Memet köyü anlatıyor, gurbeti anlatıyor. Kendilerini anlatıyor. Yattıkları kalktıkları yerleri... İşleri, işsizliği, anlatıyor. Çekinmeden, açık yürekle her şeyi anlatıyor.

-“Şu Haydarpaşa-Kadıköy arası kayıklarında hiç bir vaka olmamıştır,” diyor. “Ellik bu, burası İstanbul. Adam nelerle karşılaşmış. Neler gelmez adamın başına! Ama biz kayığımıza binen hiç bir kadına, ne olursa olsun, bakmayız bile. Bizim buranın kendine göre sıkı sıkı töreleri var. Törenin dışına kimse çıkamaz,” diyor.

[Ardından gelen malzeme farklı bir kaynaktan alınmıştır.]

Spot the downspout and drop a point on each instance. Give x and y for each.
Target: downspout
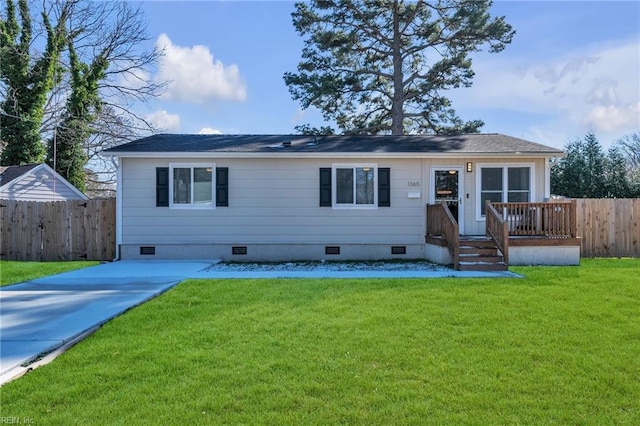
(547, 179)
(118, 207)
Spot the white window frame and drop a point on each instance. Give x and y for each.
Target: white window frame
(505, 182)
(191, 205)
(334, 186)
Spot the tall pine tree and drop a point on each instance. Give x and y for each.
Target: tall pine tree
(383, 66)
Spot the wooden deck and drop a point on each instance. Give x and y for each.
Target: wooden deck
(548, 224)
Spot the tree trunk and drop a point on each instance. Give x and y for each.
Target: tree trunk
(397, 114)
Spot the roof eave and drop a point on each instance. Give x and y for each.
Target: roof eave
(226, 154)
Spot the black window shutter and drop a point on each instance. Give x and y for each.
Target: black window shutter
(162, 187)
(384, 187)
(222, 186)
(325, 187)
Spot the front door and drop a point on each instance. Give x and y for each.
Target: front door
(447, 186)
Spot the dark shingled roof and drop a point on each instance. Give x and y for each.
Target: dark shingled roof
(464, 144)
(9, 173)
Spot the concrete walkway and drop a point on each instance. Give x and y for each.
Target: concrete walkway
(44, 315)
(47, 315)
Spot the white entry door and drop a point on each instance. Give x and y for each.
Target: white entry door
(447, 185)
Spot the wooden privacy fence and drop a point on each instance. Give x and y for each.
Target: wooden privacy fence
(58, 230)
(609, 227)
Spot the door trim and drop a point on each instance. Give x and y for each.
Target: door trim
(461, 193)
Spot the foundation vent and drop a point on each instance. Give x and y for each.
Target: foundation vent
(332, 250)
(398, 249)
(239, 250)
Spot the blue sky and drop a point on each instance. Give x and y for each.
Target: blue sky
(573, 67)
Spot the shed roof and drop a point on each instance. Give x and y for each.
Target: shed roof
(10, 173)
(379, 144)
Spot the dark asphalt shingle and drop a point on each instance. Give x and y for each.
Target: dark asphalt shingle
(467, 144)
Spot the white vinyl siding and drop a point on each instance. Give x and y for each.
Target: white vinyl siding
(271, 201)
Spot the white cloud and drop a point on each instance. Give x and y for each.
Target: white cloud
(610, 118)
(163, 121)
(592, 88)
(209, 131)
(299, 116)
(194, 76)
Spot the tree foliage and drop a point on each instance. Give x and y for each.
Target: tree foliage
(99, 70)
(587, 172)
(27, 81)
(66, 149)
(381, 66)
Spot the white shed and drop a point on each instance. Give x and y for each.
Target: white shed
(36, 182)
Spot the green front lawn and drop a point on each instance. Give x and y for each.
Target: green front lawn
(560, 346)
(12, 272)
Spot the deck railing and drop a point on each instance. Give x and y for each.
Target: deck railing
(553, 219)
(440, 221)
(497, 229)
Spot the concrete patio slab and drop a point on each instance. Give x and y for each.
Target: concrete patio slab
(45, 314)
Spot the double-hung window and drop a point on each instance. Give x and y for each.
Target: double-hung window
(504, 184)
(355, 186)
(192, 185)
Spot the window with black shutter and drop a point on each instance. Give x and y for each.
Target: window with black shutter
(384, 187)
(325, 187)
(222, 187)
(162, 187)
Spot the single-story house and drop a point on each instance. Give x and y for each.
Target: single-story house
(468, 199)
(36, 182)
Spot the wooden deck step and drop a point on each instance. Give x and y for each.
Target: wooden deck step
(482, 266)
(480, 254)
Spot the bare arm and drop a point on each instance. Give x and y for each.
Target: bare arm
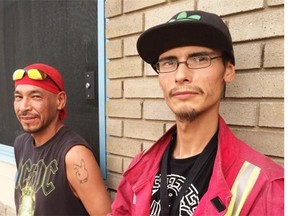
(85, 178)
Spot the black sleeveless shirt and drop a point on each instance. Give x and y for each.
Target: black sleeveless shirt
(42, 187)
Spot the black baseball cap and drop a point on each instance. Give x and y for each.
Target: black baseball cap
(186, 28)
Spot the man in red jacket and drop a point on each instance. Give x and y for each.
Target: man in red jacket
(198, 167)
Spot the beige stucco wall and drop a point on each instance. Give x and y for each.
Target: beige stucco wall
(253, 105)
(7, 182)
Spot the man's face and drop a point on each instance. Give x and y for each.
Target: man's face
(35, 108)
(191, 92)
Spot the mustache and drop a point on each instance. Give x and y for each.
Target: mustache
(26, 113)
(185, 88)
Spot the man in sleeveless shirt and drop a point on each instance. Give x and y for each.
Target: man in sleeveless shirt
(57, 173)
(198, 167)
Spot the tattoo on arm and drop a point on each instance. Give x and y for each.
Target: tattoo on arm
(81, 172)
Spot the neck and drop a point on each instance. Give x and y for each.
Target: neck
(41, 137)
(192, 137)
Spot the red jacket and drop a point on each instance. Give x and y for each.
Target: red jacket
(266, 198)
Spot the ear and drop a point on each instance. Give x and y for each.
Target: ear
(229, 73)
(61, 100)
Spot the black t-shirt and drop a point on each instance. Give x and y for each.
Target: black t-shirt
(177, 172)
(42, 187)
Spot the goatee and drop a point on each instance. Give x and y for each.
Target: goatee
(187, 116)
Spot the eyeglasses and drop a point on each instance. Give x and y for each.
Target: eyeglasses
(193, 62)
(33, 74)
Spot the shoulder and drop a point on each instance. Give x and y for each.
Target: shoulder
(19, 140)
(270, 170)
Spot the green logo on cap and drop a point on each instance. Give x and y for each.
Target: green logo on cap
(183, 16)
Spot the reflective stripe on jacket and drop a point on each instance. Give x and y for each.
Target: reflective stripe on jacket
(264, 196)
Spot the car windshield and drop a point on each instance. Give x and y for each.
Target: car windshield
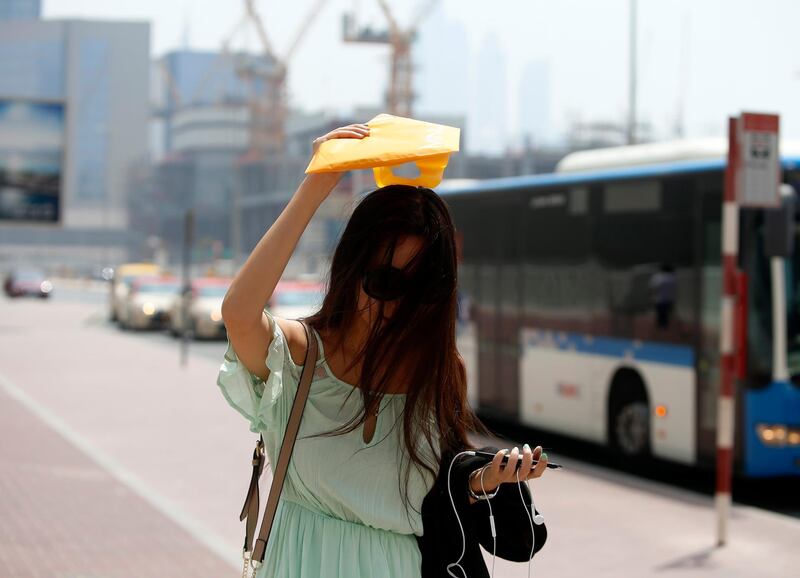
(30, 275)
(159, 288)
(298, 298)
(213, 291)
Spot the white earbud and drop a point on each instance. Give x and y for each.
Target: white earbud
(537, 519)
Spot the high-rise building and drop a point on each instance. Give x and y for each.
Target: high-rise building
(20, 9)
(73, 106)
(534, 102)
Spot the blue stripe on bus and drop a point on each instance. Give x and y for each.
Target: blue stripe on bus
(643, 351)
(567, 179)
(778, 403)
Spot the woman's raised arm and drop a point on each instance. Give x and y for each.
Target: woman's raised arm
(253, 285)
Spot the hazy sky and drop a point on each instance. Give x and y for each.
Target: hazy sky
(699, 60)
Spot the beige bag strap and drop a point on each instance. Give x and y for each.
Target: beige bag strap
(251, 503)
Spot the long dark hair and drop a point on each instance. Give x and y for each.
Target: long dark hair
(420, 336)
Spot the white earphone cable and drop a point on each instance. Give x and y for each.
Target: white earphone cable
(538, 518)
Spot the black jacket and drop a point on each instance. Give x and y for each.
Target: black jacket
(441, 543)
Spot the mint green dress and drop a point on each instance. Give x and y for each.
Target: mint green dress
(341, 513)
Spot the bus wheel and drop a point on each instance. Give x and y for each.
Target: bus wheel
(631, 429)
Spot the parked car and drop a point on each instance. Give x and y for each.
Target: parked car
(121, 281)
(146, 304)
(205, 308)
(23, 281)
(296, 299)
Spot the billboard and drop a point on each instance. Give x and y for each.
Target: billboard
(31, 160)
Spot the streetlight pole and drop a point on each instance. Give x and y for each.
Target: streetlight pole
(632, 75)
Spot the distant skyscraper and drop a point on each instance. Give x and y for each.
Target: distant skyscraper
(441, 65)
(82, 86)
(534, 102)
(20, 9)
(487, 125)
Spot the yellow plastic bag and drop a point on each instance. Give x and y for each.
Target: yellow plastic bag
(392, 141)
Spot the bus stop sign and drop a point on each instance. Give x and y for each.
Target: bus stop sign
(758, 171)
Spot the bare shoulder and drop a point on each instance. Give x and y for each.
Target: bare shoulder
(295, 337)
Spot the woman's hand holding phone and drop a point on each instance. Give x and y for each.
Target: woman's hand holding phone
(502, 471)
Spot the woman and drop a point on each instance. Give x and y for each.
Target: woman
(365, 495)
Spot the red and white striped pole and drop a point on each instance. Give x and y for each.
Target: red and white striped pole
(727, 349)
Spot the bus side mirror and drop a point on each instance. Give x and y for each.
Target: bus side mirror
(779, 225)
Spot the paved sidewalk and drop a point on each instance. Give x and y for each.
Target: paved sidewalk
(163, 452)
(62, 515)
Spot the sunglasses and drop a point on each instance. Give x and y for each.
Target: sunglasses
(387, 283)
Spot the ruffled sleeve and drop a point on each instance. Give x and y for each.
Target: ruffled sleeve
(263, 403)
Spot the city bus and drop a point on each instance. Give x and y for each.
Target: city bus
(589, 306)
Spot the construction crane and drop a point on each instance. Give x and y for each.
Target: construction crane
(400, 94)
(266, 79)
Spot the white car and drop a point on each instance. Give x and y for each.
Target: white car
(146, 304)
(205, 309)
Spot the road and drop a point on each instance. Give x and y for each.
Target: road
(117, 461)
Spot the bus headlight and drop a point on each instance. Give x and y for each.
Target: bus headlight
(778, 435)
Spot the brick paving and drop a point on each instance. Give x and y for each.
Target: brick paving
(62, 515)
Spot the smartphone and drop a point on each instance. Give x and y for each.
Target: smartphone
(490, 456)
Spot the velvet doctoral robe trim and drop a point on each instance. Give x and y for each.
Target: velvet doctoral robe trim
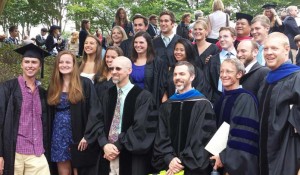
(238, 120)
(127, 120)
(189, 94)
(281, 72)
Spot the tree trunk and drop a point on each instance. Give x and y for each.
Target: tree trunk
(2, 5)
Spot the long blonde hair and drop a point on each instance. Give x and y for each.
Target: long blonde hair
(75, 91)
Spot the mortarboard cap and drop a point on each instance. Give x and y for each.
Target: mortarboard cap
(33, 51)
(53, 27)
(269, 6)
(244, 16)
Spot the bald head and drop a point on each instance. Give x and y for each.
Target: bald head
(276, 50)
(123, 61)
(282, 38)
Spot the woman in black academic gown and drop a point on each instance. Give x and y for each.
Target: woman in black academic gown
(72, 101)
(147, 71)
(184, 51)
(204, 50)
(103, 79)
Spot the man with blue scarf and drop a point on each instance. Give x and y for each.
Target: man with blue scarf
(186, 123)
(279, 110)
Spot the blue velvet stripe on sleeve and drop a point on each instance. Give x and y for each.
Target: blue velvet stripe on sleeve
(243, 147)
(246, 122)
(244, 134)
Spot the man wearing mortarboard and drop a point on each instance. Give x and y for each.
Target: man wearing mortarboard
(24, 127)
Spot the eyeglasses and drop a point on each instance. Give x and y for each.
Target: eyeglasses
(113, 68)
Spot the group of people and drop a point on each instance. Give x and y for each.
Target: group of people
(150, 104)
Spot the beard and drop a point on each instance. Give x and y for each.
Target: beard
(180, 87)
(115, 81)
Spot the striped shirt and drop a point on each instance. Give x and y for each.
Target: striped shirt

-“Memet” diye soruyorum, “buraya ilk gelişini anlat.”

Kayık sallandıkça insanın içinde bir güvensizlik

-“İlkin yedi yıl önce geldim. Hiç denizi görmemiştim. Yeni de evlenmiştim. Çocuklarım da var şimdi. Kayığa bindim, kayık sallanır. İnsanın azıcık başı döner gibi olur. Kayık sallandıkça insanın içinde bir güvensizlik.. Sonra bir günde alışıverdim. Köyden gelince burada tam altı ay kurs sürer. Yüzmeyi kayık çekmeyi altı ay talim ettirirler. Bu altı ay çıraklık süresince çırak ne kadar iyi kayık çekerse çeksin. Kadıköy koyunun dışına çıkamaz. Salacağa, Modaya bile gidemez. İzin vermezler. Altı aylık talimden sonra istediği yere gidebilir. İsterse kayığını alır Marmarayı geçebilir. Benim ilk ustam Yakup Tercandı. Akrabamdı. O, bana yüzmeyi bile öğretti. Bu kayık çekenlerin içinde yüzmeyi bilmiyenler bile vardır. Eskiler, yani kırkını geçmişlerin hiç biri yüzmeyi bilmez. Denizin ortasında, Allah etmesin, kayıkları batacak olsa, bir kulaç atıp da yüzemezler, yüzüp dışarı çıkamazlar. Suya batar giderler. Ama yeniler, altı aylık talimde yüzmeyi de öğrenirler. Bu da Apsarı töresine girdi.”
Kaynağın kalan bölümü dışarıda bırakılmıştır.